- Mickinock Township, Minnesota Location within the state of Minnesota Mickinock Township, Minnesota Mickinock Township, Minnesota (the United States)
- Coordinates: 48°40′39″N 95°40′51″W﻿ / ﻿48.67750°N 95.68083°W
- Country: United States
- State: Minnesota
- County: Roseau

Area
- • Total: 37.7 sq mi (97.6 km^{2})
- • Land: 37.7 sq mi (97.6 km^{2})
- • Water: 0 sq mi (0.0 km^{2})
- Elevation: 1,112 ft (339 m)

Population (2020)
- • Total: 261
- • Density: 8.0/sq mi (3.1/km^{2})
- Time zone: UTC-6 (Central (CST))
- • Summer (DST): UTC-5 (CDT)
- FIPS code: 27-41894
- GNIS feature ID: 0664962

= Mickinock Township, Roseau County, Minnesota =

Township in Minnesota, United States

Mickinock Township is a township in Roseau County, Minnesota, United States. The population of the township is 261 according to the 2020 census.

==History==
Mickinock Township was named for an Ojibwe chief.

==Geography==
According to the United States Census Bureau, the township has a total area of 37.7 sqmi, all of which is land.

==Demographics==
In the 2020 census, there are 261 people, as well as 115 households and 86 families residing in the township. The population density was 8.0 /sqmi. There are 121 housing units at an average density of 3.3 /sqmi. The racial make-up of the township is about 96.55% White, or about 252 people. The remaining 3.45% (about nine people) are from two or more races.

There are 115 households, of which 36.0% had children under the age of 18 living with them, 73.0% were married couples living together, 2.7% had a female householder with no husband present and 22.5% were non-families. 18.0% of all households were made up of individuals and 10.8% had someone living alone who was 65 years of age or older. The average household size was 2.72 and the average family size was 3.13.

28.8% of the population were under the age of 18, 6.0% from 18 to 24, 28.8% from 25 to 44, 23.8% from 45 to 64 and 12.6% were 65 years of age or older. The median age was 38 years. For every 100 females, there were 112.7 males. For every 100 females age 18 and over, there were 115.0 males.

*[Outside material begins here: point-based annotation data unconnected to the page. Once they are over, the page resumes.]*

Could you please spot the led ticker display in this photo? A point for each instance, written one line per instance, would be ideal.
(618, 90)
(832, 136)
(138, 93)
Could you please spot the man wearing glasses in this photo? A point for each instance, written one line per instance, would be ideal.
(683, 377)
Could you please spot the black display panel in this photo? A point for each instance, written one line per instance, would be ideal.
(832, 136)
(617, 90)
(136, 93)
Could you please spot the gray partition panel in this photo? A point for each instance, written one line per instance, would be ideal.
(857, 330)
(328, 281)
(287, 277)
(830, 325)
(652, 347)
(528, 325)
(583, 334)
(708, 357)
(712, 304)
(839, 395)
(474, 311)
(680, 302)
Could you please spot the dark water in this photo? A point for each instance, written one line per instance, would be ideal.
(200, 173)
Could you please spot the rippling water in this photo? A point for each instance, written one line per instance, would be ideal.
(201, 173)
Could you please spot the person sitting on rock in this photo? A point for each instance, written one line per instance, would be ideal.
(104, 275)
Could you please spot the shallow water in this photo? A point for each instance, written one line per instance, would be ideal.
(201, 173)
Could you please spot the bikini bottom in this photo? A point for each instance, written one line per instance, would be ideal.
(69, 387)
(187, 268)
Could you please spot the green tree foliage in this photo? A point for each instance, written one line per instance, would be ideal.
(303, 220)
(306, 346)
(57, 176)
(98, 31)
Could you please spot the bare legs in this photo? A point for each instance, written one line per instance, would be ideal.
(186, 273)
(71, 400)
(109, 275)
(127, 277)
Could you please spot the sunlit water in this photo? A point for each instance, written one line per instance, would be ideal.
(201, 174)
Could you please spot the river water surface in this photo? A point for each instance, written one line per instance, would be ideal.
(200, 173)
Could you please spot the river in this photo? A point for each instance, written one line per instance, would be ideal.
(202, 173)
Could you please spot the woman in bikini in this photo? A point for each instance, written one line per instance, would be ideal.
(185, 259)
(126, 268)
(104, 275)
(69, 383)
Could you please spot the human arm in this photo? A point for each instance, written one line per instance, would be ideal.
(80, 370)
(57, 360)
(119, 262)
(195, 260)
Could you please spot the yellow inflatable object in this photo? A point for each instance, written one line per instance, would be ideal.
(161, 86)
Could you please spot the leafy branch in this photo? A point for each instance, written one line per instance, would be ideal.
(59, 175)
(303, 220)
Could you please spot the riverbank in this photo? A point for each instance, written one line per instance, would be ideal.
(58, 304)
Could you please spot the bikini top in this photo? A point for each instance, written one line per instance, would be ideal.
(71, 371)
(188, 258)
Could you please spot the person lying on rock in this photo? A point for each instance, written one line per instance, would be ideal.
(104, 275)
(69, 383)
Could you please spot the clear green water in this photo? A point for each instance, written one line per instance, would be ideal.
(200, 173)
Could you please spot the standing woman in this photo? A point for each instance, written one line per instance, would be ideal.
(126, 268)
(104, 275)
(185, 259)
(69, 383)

The median household income is $68,375 and the median family income is about $70,000. Males had a median income of $29,750 and females $25,893. The per capita income was $17,697. Out of the town's 261 residents, 5.6% of them (about 14-15 people) are below the poverty line. In total, 1.7% of residents under the age of 18 live in poverty, as do 5.4% of those aged 18–64, and 11.1% of those 65 and older.